When Retail Meets Wall Street

If you’ve ever bought anything at a retail store, you’re probably familiar with how promotional offers work.

Maybe they’re running a “buy one get one half off” special… a “buy one get one free”… or maybe you buy something today, and get a discount on a future order.

Why do they do this? Because they may have a product they need to move (and they’d like to get it done quickly). Or, they’re in a competitive space and are looking for a way to “sweeten the pot” for potential customers who are shopping around.

While most investors may not realize this, Wall Street – just like any other business – has the same challenges every other business does.

Except the product they sell isn’t a physical product or software product…

Instead, they sell financial products, which are basically pieces of “digital paper” that constantly need to be sold.

And just like any other industry, the value of these pieces of paper is heavily impacted by how they are marketed.
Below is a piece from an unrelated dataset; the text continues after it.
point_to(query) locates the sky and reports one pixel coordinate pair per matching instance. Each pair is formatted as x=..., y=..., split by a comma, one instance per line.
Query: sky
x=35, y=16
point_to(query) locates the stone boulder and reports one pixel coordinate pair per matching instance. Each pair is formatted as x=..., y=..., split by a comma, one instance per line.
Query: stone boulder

For example, special purpose acquisition companies (SPACs)… which – for most of their lifespan – were seen as a low-grade investment opportunities few companies would use to go public.

But thanks to 2020, it’s now one of the hottest investment trends on Wall Street.

Why? Well for one, it allows retail investors to get access to the normally off-limits deals…

But the other reason is that because of the “mystery box” nature of the investment – investors don’t know what company will be acquired – the SPAC sponsors need to sweeten the pot to make it more attractive. 

Instead of selling only common shares, they typically include a “bonus” that gives investors extra upside potential. 

This “package” of securities is called a Unit, and usually this Unit contains a mix of common shares and something called a Warrant.

You may not have heard of Warrants before, but these are what Wall Street insiders negotiate when they’re doing deals.

How Warrants Work

A Warrant is a contract between the issuer (i.e. the company) and the investor (i.e. you) that grants the option to buy more shares – at a pre-negotiated price (the “exercise price” or “strike price”) – for a specific period of time (the “expiration date”).

If that sounds a lot like an Options contract, that’s because it’s almost the same thing, but with one crucial difference. 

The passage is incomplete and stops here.